Cost overruns in the public sector are an all too familiar example of government forecasts going awry. Are some government officials and their staffs strategically motivated to low-ball initial estimates of a proposed program's expenses? This might well have been the case with two major government cost overruns in the administration of President George W. Bush — the start of the Iraq war in 2002 and the Medicare Prescription Drug Improvement Act of 2003.
Prior to the U.S. invasion of Iraq, the Defense Department underestimated the war's costs as well as troop requirements. Both the Pentagon and Congress acknowledged the troop shortages two years later.
A year after the expanded Medicare prescription drug legislation was adopted, it was revealed that its costs were initially underestimated by around $150 billion.

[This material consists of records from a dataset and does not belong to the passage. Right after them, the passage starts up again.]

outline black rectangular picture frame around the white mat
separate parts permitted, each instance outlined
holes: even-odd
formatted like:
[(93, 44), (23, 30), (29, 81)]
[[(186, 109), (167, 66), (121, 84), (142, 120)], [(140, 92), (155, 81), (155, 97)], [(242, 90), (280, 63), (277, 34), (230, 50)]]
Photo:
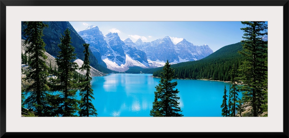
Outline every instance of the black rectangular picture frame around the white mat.
[[(6, 132), (6, 6), (283, 6), (284, 24), (284, 80), (283, 80), (283, 132)], [(1, 0), (1, 80), (2, 87), (0, 93), (1, 102), (1, 137), (246, 137), (246, 138), (266, 138), (266, 137), (288, 137), (288, 0), (167, 0), (167, 1), (123, 1), (123, 0)], [(5, 73), (5, 74), (4, 74)], [(4, 80), (4, 81), (3, 81)], [(269, 124), (268, 124), (269, 125)]]

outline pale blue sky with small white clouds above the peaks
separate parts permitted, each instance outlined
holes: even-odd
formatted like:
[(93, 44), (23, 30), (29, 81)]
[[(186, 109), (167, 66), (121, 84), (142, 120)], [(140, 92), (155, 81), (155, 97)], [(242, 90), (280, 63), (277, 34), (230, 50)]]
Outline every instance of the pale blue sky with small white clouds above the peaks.
[(95, 25), (103, 35), (118, 33), (122, 40), (130, 38), (133, 42), (139, 38), (151, 42), (169, 36), (176, 44), (184, 38), (197, 46), (207, 44), (214, 52), (240, 42), (244, 34), (240, 28), (245, 27), (240, 21), (73, 21), (70, 24), (77, 32)]

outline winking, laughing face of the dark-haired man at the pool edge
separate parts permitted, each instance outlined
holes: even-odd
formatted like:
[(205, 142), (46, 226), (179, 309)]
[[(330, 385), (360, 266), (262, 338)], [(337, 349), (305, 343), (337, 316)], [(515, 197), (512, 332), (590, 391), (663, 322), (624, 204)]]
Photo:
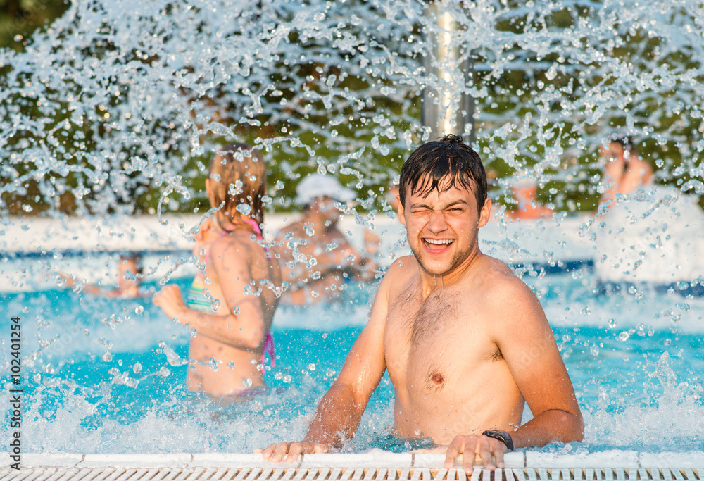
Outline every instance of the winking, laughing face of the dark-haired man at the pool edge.
[(425, 198), (407, 189), (406, 204), (398, 207), (410, 249), (432, 275), (451, 273), (478, 251), (477, 232), (489, 221), (490, 212), (491, 199), (478, 211), (474, 192), (455, 186), (441, 193), (434, 190)]

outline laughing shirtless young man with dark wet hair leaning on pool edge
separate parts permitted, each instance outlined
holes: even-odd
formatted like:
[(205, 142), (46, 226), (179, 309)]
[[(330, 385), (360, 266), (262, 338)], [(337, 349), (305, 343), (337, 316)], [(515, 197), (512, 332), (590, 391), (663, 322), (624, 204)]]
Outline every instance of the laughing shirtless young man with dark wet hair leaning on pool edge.
[[(386, 272), (306, 438), (272, 444), (264, 458), (293, 461), (353, 436), (384, 370), (396, 434), (432, 437), (448, 468), (460, 454), (469, 474), (475, 456), (493, 470), (508, 449), (582, 440), (572, 382), (536, 296), (479, 251), (491, 211), (479, 156), (453, 135), (420, 146), (403, 165), (398, 197), (413, 256)], [(524, 402), (534, 418), (521, 425)]]

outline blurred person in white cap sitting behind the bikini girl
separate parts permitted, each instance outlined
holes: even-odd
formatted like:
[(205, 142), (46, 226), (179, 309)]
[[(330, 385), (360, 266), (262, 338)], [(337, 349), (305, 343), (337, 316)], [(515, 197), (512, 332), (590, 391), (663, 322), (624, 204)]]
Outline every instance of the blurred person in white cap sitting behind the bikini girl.
[(296, 187), (296, 204), (302, 217), (277, 235), (276, 251), (282, 261), (283, 280), (289, 288), (286, 304), (313, 304), (338, 292), (346, 280), (369, 281), (376, 264), (360, 254), (337, 228), (337, 202), (348, 202), (355, 193), (332, 177), (306, 176)]

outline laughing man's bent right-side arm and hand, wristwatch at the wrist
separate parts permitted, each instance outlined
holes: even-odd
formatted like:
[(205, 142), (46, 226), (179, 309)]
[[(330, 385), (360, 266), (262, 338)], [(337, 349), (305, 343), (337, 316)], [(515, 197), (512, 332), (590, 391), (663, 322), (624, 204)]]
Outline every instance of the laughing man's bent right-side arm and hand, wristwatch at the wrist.
[[(515, 278), (487, 296), (494, 342), (528, 403), (533, 419), (509, 432), (514, 448), (584, 439), (584, 421), (565, 363), (555, 344), (543, 308), (533, 292)], [(488, 427), (491, 429), (491, 427)], [(445, 467), (463, 456), (467, 475), (477, 456), (484, 467), (503, 468), (503, 442), (486, 435), (458, 435), (446, 449)]]

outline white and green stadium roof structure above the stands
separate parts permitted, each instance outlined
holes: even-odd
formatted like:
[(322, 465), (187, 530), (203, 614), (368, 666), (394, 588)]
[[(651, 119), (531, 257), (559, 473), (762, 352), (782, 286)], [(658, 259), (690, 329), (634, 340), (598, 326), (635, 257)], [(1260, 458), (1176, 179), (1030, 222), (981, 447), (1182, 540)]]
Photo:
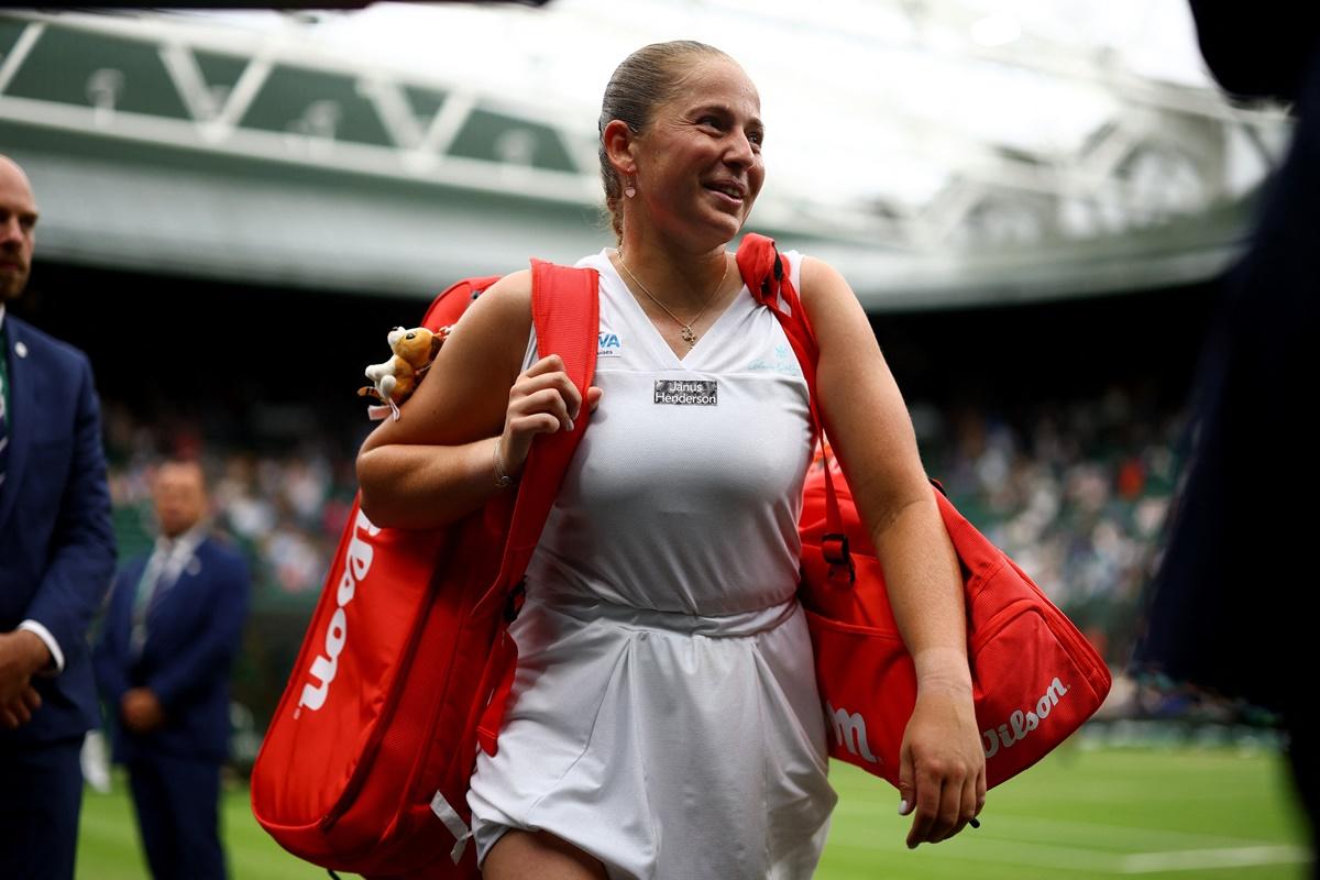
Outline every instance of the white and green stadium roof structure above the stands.
[(610, 243), (599, 94), (678, 37), (760, 88), (752, 227), (873, 311), (1209, 277), (1290, 135), (1181, 0), (554, 0), (0, 13), (0, 150), (41, 256), (425, 296)]

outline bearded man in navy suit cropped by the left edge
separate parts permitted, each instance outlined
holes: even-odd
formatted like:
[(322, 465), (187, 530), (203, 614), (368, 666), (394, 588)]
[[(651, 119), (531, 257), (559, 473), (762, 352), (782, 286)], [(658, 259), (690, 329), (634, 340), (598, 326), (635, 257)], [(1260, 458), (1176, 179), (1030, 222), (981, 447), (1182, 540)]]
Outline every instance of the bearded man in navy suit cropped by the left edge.
[(13, 315), (37, 204), (0, 156), (0, 871), (74, 876), (98, 723), (87, 628), (115, 570), (100, 406), (77, 348)]

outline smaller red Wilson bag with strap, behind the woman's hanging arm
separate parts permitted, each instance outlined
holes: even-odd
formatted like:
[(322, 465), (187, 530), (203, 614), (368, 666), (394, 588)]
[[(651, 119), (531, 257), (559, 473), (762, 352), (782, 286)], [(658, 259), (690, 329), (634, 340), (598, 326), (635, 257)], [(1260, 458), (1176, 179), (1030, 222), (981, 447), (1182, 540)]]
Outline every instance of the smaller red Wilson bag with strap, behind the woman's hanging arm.
[[(738, 248), (748, 289), (780, 319), (812, 389), (818, 348), (789, 268), (764, 236)], [(788, 311), (780, 305), (787, 306)], [(936, 492), (962, 567), (968, 658), (993, 786), (1031, 767), (1100, 708), (1109, 668), (1077, 628), (1003, 551)], [(833, 730), (830, 756), (899, 784), (899, 748), (916, 705), (884, 575), (842, 471), (826, 453), (808, 472), (799, 521), (803, 583), (816, 678)]]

The strategic rationales for fudging forecasts of future costs should be obvious. A government forecaster might have a personal preference for a particular policy or course of action. Also, just as in the private sector, government forecasters may consider self-preservation, in the form of promotion and job security, when contemplating a forecast at odds with an employer's specific goals.
REPUTATIONAL ISSUES
On the other hand, there are reputational issues for public-sector forecasters, as there are for their private-sector brethren who may prize their professional integrity. Civil service laws, too, help to protect government employees from undue pressure from their appointed superiors.
In my years (1973-80) as an economist at the Federal Reserve Bank of New York, I never felt overt pressure from my superiors to tilt my analyses and forecasts in any specific direction.
However, after reviewing a report, senior management would decide on the size of the internal distribution list. The short list limited a report's exposure and was ostensibly justified by considerations of other people's interests and their lack of time to read all of the voluminous research being churned out by the staff. However, some of my colleagues confided in me their disappointment at having a hard-researched report go only to the short list.
This is an excerpt from “Inside the Crystal Ball: How to Make and Use Forecasts” by Maury Harris (Wiley, 2015).